Panning for Small- and Mid-Cap Gold
It often reveals companies that are a couple of cuts above some of the deep value techniques I utilize, in terms of quality. This particular screen combines the quest for companies with solid net profit margins, and growing, sustainable dividends.
More specifically, it includes the following criteria:
- Market capitalization between $100 million and $5 billion.
- Net profit margin of at least 8% for the trailing 12 months and for the latest fiscal year.
- Dividend yield greater than 1%.
- At least four consecutive years of increasing dividends.
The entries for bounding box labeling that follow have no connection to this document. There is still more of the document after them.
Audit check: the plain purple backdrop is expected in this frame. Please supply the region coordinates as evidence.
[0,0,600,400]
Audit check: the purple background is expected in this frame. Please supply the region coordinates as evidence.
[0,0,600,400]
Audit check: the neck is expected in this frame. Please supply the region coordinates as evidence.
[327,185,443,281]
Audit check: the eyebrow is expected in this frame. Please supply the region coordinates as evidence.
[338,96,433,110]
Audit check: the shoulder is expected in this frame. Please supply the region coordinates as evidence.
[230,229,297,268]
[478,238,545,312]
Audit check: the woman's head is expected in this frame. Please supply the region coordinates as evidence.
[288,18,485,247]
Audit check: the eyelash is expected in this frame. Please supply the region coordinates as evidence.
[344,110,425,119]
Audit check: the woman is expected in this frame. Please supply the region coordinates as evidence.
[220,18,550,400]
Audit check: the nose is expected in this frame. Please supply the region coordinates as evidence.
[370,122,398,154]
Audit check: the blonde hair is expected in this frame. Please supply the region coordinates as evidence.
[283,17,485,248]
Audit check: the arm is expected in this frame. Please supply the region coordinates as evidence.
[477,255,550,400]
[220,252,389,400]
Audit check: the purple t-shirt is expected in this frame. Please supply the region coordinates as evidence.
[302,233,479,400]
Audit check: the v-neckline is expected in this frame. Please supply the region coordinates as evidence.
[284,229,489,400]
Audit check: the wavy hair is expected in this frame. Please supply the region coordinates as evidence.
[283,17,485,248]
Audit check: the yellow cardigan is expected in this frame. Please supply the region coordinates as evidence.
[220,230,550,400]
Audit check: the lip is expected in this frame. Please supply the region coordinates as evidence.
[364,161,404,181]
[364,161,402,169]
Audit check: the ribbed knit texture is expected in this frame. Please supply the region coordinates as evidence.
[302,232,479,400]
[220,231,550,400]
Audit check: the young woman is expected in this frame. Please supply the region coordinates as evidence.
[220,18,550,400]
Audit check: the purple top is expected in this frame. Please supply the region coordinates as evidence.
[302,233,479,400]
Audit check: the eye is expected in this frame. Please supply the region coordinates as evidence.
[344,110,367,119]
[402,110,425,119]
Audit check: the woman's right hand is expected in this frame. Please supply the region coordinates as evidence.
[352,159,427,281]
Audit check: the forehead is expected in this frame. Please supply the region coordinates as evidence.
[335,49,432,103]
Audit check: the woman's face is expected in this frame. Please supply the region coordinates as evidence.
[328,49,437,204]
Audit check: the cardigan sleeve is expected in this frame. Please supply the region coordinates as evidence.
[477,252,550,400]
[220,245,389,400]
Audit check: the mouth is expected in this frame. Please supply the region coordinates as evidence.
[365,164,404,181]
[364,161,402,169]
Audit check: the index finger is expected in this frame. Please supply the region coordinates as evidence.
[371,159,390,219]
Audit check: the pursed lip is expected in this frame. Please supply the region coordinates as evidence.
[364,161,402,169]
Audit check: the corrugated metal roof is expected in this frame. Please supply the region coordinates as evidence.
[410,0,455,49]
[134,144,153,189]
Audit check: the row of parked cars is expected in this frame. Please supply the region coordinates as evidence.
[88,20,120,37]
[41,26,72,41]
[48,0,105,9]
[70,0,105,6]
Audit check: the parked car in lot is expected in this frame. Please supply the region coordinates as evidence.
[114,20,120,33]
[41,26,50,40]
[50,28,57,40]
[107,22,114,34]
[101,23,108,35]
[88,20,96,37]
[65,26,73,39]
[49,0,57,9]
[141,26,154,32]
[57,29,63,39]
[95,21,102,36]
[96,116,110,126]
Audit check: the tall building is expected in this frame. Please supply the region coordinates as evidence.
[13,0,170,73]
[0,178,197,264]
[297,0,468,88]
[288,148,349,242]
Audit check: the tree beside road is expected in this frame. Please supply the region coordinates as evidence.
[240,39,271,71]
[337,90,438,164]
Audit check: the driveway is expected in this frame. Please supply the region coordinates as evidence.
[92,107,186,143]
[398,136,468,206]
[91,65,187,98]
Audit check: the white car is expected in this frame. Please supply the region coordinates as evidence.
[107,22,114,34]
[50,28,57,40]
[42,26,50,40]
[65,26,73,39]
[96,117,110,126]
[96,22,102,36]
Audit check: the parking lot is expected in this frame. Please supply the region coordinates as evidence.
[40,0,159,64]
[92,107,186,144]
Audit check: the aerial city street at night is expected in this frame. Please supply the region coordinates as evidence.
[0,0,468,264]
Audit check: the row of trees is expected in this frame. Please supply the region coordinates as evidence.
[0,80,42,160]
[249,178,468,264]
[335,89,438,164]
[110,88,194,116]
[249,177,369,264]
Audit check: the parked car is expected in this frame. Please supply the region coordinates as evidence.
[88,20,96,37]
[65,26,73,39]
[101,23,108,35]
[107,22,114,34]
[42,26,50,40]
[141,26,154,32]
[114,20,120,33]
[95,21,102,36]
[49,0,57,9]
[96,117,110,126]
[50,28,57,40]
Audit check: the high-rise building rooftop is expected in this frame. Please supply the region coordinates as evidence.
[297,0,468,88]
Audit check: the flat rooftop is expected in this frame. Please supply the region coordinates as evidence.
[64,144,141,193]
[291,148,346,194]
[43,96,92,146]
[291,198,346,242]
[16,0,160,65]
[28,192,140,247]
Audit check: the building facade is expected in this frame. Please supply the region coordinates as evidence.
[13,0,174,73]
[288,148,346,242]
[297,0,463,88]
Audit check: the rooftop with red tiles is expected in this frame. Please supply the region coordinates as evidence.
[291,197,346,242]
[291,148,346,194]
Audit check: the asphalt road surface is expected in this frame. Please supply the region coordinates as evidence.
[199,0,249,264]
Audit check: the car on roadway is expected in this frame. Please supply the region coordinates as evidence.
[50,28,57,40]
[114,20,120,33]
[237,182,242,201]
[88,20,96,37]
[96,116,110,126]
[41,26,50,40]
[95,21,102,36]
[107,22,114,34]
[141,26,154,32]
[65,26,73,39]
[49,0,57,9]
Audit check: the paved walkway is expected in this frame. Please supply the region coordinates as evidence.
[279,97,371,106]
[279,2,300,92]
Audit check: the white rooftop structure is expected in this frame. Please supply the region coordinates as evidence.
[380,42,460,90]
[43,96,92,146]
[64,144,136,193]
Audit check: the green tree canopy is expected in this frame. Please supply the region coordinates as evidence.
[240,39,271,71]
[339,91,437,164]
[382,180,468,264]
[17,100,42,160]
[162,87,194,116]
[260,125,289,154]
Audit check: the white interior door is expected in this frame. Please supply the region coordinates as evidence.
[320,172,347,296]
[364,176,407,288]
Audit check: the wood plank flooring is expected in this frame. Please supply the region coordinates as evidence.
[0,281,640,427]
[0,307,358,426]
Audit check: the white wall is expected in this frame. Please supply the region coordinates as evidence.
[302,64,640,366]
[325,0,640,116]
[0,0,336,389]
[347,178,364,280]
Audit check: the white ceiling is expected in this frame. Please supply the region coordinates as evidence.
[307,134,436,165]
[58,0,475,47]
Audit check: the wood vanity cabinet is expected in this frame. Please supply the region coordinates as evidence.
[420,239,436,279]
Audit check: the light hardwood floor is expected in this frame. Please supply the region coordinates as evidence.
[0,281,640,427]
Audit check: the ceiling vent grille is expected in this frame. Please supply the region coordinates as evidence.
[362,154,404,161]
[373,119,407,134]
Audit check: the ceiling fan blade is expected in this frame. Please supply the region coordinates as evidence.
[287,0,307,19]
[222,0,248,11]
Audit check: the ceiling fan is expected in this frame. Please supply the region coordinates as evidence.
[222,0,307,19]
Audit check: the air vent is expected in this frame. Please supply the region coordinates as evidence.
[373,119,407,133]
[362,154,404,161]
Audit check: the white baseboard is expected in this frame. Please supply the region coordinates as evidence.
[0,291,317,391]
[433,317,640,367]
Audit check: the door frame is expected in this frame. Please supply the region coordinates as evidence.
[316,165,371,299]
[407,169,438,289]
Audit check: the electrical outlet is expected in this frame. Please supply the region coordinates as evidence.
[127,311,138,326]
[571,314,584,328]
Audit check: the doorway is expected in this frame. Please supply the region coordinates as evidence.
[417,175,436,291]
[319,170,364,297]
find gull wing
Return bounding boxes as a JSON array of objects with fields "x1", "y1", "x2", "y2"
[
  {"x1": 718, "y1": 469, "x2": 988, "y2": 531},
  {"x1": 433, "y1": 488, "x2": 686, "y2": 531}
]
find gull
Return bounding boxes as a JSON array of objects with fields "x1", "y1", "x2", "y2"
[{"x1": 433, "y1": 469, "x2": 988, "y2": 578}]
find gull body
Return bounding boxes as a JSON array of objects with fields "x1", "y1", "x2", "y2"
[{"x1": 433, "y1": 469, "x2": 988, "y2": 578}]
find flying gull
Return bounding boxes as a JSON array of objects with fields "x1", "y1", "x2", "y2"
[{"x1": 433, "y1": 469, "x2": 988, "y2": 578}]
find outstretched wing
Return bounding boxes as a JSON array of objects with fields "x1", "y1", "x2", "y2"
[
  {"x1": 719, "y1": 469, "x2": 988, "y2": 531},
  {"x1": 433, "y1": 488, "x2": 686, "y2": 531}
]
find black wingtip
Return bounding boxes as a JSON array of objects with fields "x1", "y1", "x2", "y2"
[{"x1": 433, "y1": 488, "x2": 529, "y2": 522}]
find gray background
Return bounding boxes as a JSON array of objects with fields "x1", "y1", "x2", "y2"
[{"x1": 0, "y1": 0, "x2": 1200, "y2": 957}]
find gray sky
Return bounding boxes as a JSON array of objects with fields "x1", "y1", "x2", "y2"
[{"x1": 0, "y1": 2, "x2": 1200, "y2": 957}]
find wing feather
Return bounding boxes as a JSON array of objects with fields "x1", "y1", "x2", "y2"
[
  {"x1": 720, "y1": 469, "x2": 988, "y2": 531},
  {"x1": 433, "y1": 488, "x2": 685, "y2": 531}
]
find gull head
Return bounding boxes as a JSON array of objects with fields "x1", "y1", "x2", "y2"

- Payout ratio less than 50%.
- Price-to-earnings ratio less than 20.
- No financial stocks.
When I ran the screen this past May, only seven names made the cut: Lancaster Colony (LANC) , Carbo Ceramics (CRR) , Hillenbrand, W&T Offshore (WTI) , Sturm Ruger (RGR) , American States Water (WTR) and McGrath RentCorp (MGRC) . Combined, these seven names are up an average of a bit more than 13% in the past six months. That's significantly better return than both the S&P Small Cap Index (up 6.2%) and the S&P Mid Cap Index (up 5.53%).
Although I think this screen has some merit, a six-month time frame is too short to make a judgment. I've seen screens produce great results in the short term but fall apart longer term, and vice versa.